Site icon I CARE IF YOU LISTEN

American Composers Orchestra Highlights Mentors and Protégés

Shimmering columns of light danced up the wall of Zankel Hall on the evening of December 8, 2017, and the American Composers Orchestra came to life with cool, nearly-static soft tones for the world premiere of Pauchi Sasaki’s GAMA XVI. A video projection streamed upward, drifting light onto the wall behind the orchestra and conductor George Manahan and lifting attention up into the panoramic speaker system that studs Zankel Hall’s ceiling. Slowly, almost imperceptibly, a tumbling chorus of electronic sounds drifted through the hall, and Pauchi Sasaki appeared. She entered from a back entrance amid the audience, lit with a beam of from her own flashlight held high above her head and wearing an armor-like dress thatched together from one hundred small audio speakers. As Sasaki processed slowly down the aisles, her active, gestural electronic sounds meshed with the lushly stacked harmonies of the orchestra. The Speaker Dress is a central piece in the Peruvian composer-performer’s practice, representing years of development and performance with this sounding skin that responds to and amplifies her movement. She has said, “I always wondered about how it would feel to become sound. When I started the Speaker Dress project, my main goal was to achieve a visual manifestation of sound and to create a facilitator for sound embodiment.”

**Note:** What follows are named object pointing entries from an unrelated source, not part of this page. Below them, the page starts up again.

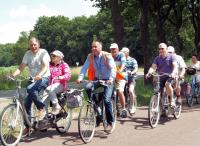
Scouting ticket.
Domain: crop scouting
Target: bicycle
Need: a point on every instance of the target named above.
(14, 116)
(92, 109)
(159, 103)
(128, 101)
(195, 88)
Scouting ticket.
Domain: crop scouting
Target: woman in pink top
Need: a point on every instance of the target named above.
(60, 75)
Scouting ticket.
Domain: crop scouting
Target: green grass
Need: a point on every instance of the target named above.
(143, 92)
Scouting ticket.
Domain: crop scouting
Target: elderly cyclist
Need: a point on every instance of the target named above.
(131, 69)
(120, 61)
(181, 72)
(165, 63)
(104, 70)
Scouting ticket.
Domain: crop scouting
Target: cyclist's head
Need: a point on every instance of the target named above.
(34, 45)
(170, 49)
(194, 58)
(162, 49)
(56, 56)
(96, 47)
(125, 50)
(114, 49)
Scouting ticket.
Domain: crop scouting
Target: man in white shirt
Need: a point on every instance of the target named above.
(181, 72)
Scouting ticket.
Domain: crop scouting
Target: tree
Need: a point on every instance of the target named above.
(194, 7)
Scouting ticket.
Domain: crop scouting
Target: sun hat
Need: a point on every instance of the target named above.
(162, 45)
(170, 49)
(113, 45)
(125, 49)
(57, 53)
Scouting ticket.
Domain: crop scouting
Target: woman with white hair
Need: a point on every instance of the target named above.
(60, 75)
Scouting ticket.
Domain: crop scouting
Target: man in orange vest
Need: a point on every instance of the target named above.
(103, 69)
(121, 75)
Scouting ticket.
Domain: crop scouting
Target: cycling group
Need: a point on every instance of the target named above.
(106, 70)
(115, 69)
(47, 73)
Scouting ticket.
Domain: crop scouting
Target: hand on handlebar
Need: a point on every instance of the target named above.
(148, 75)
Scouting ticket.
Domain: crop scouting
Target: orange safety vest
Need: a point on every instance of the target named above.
(91, 69)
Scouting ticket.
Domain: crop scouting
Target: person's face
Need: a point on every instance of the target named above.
(114, 51)
(194, 59)
(55, 59)
(34, 46)
(162, 51)
(96, 48)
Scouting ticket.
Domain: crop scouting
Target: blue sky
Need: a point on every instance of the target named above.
(21, 15)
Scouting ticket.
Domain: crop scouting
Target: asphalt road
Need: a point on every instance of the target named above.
(133, 131)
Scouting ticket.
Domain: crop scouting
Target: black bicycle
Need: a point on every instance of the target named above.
(160, 105)
(92, 110)
(14, 116)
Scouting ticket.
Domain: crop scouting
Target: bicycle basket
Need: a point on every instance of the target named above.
(191, 71)
(74, 98)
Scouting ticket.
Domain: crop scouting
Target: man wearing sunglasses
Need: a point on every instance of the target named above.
(165, 63)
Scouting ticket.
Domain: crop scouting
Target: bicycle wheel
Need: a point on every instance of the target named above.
(154, 111)
(105, 124)
(198, 95)
(86, 122)
(177, 111)
(11, 125)
(63, 124)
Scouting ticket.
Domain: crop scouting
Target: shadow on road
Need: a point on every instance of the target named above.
(70, 138)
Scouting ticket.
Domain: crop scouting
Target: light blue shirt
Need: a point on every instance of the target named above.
(102, 71)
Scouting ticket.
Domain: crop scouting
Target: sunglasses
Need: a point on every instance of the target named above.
(53, 56)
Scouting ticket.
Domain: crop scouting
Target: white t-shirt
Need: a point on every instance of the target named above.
(35, 61)
(180, 62)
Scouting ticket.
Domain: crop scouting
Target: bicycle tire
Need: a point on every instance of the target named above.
(11, 129)
(86, 122)
(105, 123)
(177, 111)
(63, 125)
(153, 114)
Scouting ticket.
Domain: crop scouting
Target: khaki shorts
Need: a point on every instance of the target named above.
(120, 84)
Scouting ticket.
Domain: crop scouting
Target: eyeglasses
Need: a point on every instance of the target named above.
(53, 56)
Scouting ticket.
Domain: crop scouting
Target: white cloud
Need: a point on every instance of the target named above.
(23, 17)
(10, 32)
(25, 11)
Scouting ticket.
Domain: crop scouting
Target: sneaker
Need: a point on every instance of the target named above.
(132, 109)
(124, 113)
(110, 128)
(26, 132)
(56, 109)
(41, 114)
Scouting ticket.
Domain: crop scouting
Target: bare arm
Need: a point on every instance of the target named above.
(151, 70)
(19, 70)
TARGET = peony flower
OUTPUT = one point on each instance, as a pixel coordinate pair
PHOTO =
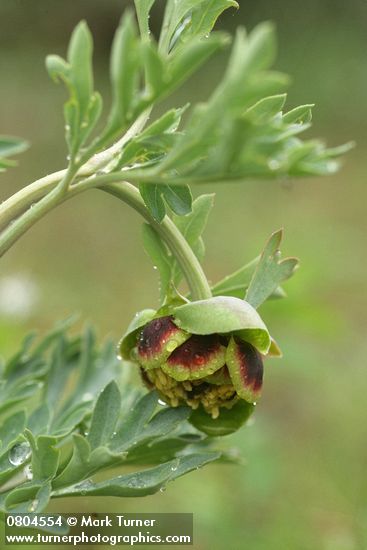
(205, 354)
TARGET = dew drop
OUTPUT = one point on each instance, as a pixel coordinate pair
(172, 345)
(33, 505)
(199, 359)
(28, 472)
(87, 396)
(84, 486)
(274, 164)
(19, 453)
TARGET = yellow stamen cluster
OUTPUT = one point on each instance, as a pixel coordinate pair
(192, 392)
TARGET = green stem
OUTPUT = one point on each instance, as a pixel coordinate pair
(182, 251)
(51, 191)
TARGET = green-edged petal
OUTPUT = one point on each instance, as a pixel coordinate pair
(198, 357)
(224, 314)
(158, 339)
(245, 368)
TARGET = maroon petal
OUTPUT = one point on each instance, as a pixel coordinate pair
(220, 377)
(245, 368)
(157, 340)
(200, 356)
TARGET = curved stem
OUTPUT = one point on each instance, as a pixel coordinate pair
(190, 265)
(47, 191)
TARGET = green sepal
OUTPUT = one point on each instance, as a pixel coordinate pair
(198, 357)
(228, 421)
(128, 340)
(157, 340)
(222, 315)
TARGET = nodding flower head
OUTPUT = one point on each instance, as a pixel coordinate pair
(207, 353)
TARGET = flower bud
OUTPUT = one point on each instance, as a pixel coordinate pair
(205, 354)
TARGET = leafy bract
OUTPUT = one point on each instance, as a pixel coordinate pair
(270, 271)
(224, 314)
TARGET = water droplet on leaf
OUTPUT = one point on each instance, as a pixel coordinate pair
(19, 453)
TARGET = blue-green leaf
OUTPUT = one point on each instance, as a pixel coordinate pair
(105, 415)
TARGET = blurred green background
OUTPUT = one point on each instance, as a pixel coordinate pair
(304, 484)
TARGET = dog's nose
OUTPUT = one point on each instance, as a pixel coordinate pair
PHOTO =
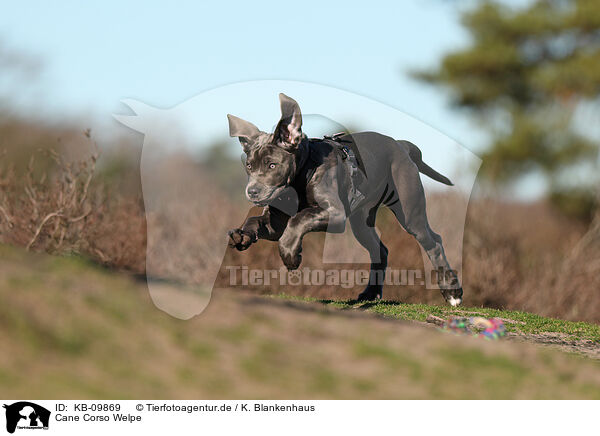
(252, 191)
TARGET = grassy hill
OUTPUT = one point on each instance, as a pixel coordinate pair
(69, 329)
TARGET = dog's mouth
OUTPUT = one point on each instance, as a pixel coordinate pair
(273, 195)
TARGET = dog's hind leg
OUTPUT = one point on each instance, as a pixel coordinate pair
(363, 227)
(408, 205)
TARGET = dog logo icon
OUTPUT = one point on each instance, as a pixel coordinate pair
(26, 415)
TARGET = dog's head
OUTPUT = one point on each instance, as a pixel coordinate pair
(270, 157)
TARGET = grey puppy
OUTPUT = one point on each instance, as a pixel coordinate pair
(316, 185)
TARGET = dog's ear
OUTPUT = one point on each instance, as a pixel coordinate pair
(288, 132)
(245, 131)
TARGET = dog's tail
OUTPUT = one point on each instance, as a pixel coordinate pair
(417, 157)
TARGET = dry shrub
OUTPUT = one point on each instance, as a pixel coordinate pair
(515, 256)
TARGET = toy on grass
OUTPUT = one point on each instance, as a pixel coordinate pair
(492, 328)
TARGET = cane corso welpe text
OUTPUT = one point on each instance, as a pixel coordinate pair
(332, 180)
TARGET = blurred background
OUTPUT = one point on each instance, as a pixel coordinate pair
(516, 82)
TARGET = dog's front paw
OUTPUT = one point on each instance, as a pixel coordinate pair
(240, 240)
(291, 257)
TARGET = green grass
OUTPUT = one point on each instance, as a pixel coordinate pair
(516, 322)
(87, 332)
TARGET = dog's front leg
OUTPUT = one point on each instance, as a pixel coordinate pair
(270, 225)
(311, 219)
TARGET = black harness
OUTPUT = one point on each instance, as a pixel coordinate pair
(310, 160)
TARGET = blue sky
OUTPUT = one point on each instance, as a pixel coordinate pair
(95, 54)
(164, 53)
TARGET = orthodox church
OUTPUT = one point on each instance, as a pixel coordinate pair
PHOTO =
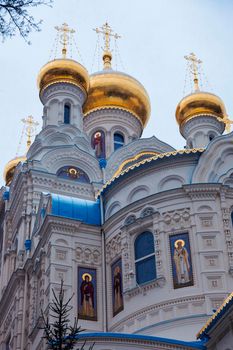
(140, 233)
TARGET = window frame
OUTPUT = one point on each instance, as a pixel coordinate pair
(144, 258)
(66, 104)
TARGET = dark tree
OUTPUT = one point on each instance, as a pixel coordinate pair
(15, 17)
(58, 332)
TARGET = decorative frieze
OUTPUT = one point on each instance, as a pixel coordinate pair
(89, 255)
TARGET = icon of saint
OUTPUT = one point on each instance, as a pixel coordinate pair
(181, 259)
(117, 286)
(87, 296)
(98, 144)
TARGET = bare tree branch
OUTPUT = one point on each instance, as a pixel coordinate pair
(15, 17)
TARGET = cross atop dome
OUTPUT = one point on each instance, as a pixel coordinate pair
(194, 63)
(107, 32)
(65, 37)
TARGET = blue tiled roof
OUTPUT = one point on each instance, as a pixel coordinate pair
(213, 320)
(76, 208)
(144, 338)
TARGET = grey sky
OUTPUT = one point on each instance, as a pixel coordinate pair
(156, 34)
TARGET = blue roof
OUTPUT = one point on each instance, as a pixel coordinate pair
(141, 337)
(76, 208)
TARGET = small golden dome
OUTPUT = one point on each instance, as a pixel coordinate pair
(10, 169)
(110, 88)
(63, 70)
(199, 103)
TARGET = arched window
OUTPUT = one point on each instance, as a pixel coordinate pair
(67, 114)
(144, 258)
(118, 140)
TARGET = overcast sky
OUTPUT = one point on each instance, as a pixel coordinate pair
(156, 34)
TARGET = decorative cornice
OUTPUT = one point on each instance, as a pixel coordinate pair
(158, 282)
(215, 317)
(149, 160)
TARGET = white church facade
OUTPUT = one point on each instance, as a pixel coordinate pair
(140, 233)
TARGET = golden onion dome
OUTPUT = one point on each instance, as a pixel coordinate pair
(109, 88)
(63, 70)
(199, 103)
(10, 169)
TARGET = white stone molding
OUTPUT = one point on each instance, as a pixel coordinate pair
(198, 300)
(88, 254)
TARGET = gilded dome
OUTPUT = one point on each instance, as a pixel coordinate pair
(63, 70)
(199, 103)
(10, 168)
(110, 88)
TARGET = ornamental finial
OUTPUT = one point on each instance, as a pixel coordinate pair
(64, 37)
(194, 63)
(107, 32)
(30, 124)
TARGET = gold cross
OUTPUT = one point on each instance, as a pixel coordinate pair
(227, 122)
(65, 36)
(107, 32)
(193, 66)
(30, 128)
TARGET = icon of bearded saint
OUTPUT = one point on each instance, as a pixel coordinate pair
(181, 259)
(98, 144)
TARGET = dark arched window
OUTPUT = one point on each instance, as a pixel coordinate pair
(67, 114)
(118, 141)
(144, 258)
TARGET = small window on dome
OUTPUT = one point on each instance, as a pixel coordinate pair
(67, 114)
(118, 141)
(144, 258)
(211, 137)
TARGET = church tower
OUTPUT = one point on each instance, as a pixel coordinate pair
(117, 108)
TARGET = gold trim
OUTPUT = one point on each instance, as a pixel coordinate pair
(131, 160)
(148, 160)
(226, 301)
(12, 164)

Jittering sounds enlivened the room as Sasaki moved through the hall towards the stage, where the orchestra and lights still flickered upwards. She ducked out a side door and reappeared onstage, virtuosically moving her arms to control her motion-sensitive solo part. Sasaki’s physical approach to her instrument is oracular and vivid, her processional pace through the hall and her soloistic poise onstage augmented by sweeping gestures from her arms that trigger a brushy, vocalistic polyphony from the interwoven speakers. In the third stage of the continuous piece, violinist Tim Fain entered from backstage and weaved in and out of the ensemble sound with sometimes soaring, sometimes textural violin lines. Fain and Sasaki were twin soloists, spaced across the front of the stage. While Fain’s amplified violin sound was quite strong in the mix above the orchestra, Sasaki’s speaker dress was buried in the texture at times; I found myself longing to hear more of her varied and inventive sounds in the balance. 

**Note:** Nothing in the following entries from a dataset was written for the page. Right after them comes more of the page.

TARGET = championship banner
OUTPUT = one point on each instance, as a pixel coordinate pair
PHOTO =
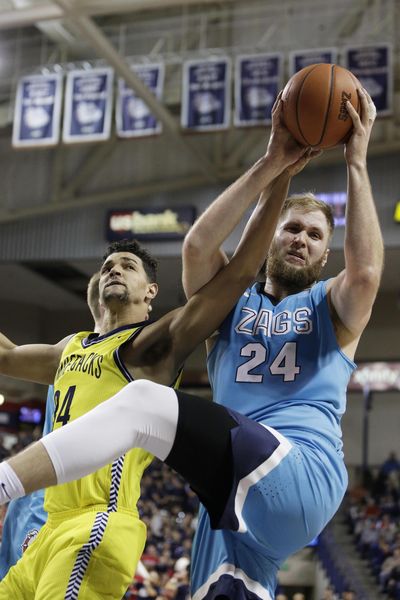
(133, 116)
(372, 65)
(37, 111)
(88, 105)
(304, 58)
(206, 94)
(149, 224)
(258, 79)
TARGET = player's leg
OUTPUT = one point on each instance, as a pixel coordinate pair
(87, 557)
(193, 434)
(225, 564)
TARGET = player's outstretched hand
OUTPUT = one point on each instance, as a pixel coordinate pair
(356, 147)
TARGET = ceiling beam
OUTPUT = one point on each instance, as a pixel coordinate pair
(27, 16)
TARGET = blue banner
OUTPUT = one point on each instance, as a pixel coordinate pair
(304, 58)
(149, 223)
(258, 79)
(133, 116)
(372, 65)
(37, 111)
(206, 94)
(88, 105)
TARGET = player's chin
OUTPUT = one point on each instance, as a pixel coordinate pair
(115, 294)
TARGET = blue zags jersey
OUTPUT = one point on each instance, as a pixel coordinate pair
(280, 364)
(25, 516)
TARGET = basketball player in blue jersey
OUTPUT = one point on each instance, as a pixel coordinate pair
(25, 516)
(265, 458)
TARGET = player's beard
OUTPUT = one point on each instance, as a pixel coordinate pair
(290, 277)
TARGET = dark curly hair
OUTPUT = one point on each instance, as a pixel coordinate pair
(150, 264)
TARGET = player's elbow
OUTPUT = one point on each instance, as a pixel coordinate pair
(193, 247)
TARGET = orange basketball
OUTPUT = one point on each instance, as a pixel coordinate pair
(314, 105)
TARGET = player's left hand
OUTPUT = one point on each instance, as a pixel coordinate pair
(356, 147)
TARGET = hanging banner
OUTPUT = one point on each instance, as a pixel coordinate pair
(372, 65)
(258, 79)
(88, 105)
(37, 111)
(149, 223)
(304, 58)
(206, 94)
(133, 116)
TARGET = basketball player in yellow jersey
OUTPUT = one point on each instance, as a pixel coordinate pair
(93, 539)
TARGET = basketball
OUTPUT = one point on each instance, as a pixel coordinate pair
(314, 105)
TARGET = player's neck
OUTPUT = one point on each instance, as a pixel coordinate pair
(123, 315)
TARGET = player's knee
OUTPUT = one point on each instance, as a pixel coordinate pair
(139, 396)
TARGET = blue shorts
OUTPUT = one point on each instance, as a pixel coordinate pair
(283, 494)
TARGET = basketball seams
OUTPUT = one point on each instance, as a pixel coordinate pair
(298, 103)
(314, 104)
(328, 109)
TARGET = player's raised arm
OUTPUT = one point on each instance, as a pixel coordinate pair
(31, 362)
(354, 290)
(201, 254)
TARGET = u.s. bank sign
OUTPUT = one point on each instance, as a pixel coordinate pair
(149, 223)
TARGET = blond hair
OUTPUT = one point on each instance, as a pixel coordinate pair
(307, 202)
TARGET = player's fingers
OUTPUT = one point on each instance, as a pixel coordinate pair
(277, 101)
(355, 117)
(368, 110)
(315, 153)
(371, 106)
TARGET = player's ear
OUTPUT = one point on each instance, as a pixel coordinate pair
(152, 291)
(325, 257)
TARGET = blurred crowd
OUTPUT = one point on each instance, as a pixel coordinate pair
(374, 520)
(169, 508)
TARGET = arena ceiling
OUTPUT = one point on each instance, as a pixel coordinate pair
(39, 34)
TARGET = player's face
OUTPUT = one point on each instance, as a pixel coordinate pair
(123, 278)
(299, 248)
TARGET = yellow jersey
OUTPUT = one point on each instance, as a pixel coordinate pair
(91, 370)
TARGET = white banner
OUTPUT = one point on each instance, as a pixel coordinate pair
(133, 116)
(304, 58)
(258, 79)
(37, 111)
(372, 65)
(88, 105)
(206, 94)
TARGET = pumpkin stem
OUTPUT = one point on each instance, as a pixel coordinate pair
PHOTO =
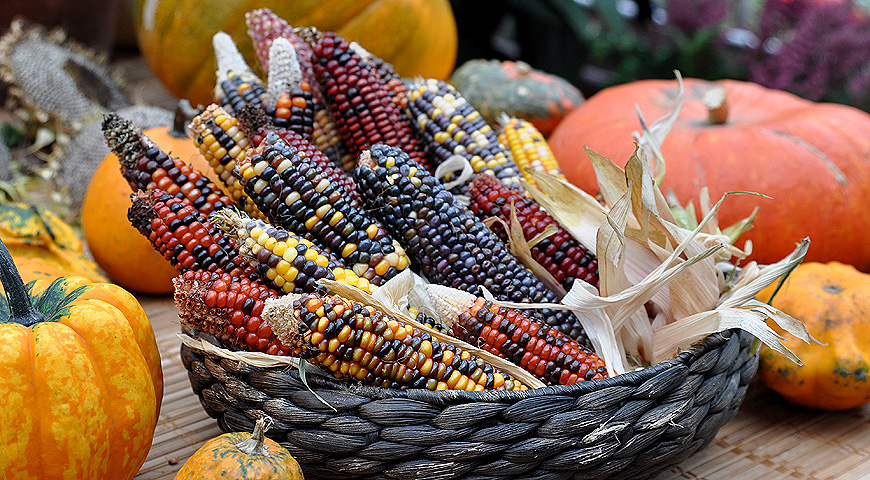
(19, 300)
(256, 443)
(184, 113)
(716, 102)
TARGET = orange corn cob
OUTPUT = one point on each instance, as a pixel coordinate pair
(541, 350)
(357, 342)
(286, 262)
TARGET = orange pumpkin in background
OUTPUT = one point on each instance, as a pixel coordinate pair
(813, 159)
(418, 37)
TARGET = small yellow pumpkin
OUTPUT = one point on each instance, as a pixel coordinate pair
(30, 232)
(833, 301)
(80, 379)
(241, 456)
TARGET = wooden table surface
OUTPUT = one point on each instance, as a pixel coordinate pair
(768, 439)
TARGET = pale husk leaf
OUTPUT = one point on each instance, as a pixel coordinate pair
(386, 305)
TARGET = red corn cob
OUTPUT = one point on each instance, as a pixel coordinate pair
(560, 253)
(228, 308)
(539, 349)
(359, 103)
(145, 166)
(184, 236)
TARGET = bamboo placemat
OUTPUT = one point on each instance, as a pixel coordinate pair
(768, 439)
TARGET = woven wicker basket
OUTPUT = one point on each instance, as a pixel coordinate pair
(630, 426)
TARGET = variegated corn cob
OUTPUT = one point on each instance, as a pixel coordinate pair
(295, 194)
(236, 84)
(264, 27)
(447, 242)
(184, 236)
(357, 342)
(547, 353)
(560, 253)
(257, 125)
(228, 308)
(359, 103)
(223, 144)
(448, 125)
(290, 104)
(528, 147)
(286, 262)
(388, 77)
(145, 166)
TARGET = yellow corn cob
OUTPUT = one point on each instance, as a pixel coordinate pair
(528, 146)
(223, 143)
(287, 262)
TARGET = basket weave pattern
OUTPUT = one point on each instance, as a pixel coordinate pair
(630, 426)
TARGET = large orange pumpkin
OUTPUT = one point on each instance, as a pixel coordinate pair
(417, 36)
(80, 393)
(812, 158)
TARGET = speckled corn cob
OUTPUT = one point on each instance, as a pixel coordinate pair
(357, 342)
(541, 350)
(560, 253)
(447, 242)
(236, 84)
(359, 103)
(528, 147)
(264, 26)
(145, 166)
(257, 125)
(228, 308)
(295, 194)
(222, 143)
(291, 104)
(185, 237)
(448, 125)
(286, 262)
(388, 77)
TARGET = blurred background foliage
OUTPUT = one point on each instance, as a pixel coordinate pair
(819, 49)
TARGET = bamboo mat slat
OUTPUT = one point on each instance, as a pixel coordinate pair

Pauchi Sasaki and the American Composers Orchestra–Photo by Jennifer Taylor

Sasaki has been the 2017 Rolex Protégé for the Rolex Mentor and Protégé Arts Initiative, and the program with the American Composers Orchestra reflected the central value of the initiative: facilitating the development of close creative and collaborative relationships between emerging and established artists. Bryce Dessner’s Réponse Lutosławski, the second piece on the program, also reflected the central theme. The piece was written in 2014 as a result of the composer’s deep and immersive study of Witold Lutosławski’s 1958 Musique funèbre for string orchestra. Each of its five movements is inspired by the score, and the influence is audible in Dessner’s complex interlocking orchestral writing. The American Composers Orchestra played well in this New York premiere, with excellent blend and admirable control across the orchestra.

Philip Glass, who served as the Rolex Mentor to Pauchi Sasaki, also wrote an homage to an inspiring composer. Glass’s second violin concerto, titled The American Four Seasons, was written in oblique homage to Vivaldi’s Four Seasons. Though the colorful stage lighting hinted at a season assigned to each of the four movements, the composer indicated that the references to the seasons are intentionally obscure: Glass writes, “There will be no instructions for the audience, no clues as to where Spring, Summer, Winter, and Fall might appear in the concerto—an interesting, though not worrisome, problem for the listener.” Tim Fain’s interpretation was mature, lyrical, sparkling. A seasoned performer of Glass’ violin works, Fain truly shined during the unaccompanied Interludes, a Prologue, and three Songs composed to serve as both cadenzas and as stand-alone pieces.

Tim Fain with the American Composers Orchestra–Photo by Jennifer Taylor

The evening concluded with a conversation between Glass and Sasaki—Mentor and Protégé—moderated by American Composers Orchestra President Edward Yim. The conversation between them illuminated the composers’ shared interests and the friendship that has developed between them through the year, highlighting their similar passions for film scoring and visuality, mutual disillusionment with the potential stifling of compositional creativity in academic programs, and their incorporation of their unique areas of expertise in both Western and non-Western musical traditions. Glass also had a few moments to share stories about his own mentors during his musical education in Paris: Hindustani composer and performer Ravi Shankar and Parisian composer and tutor extraordinaire Nadia Boulanger. Both in music and in conversation, the evening’s themes of mentorship, inspiration, and relationship-building created an inspiring picture of what it means to belong to a musical lineage that unshakably pursues both excellence and individuality.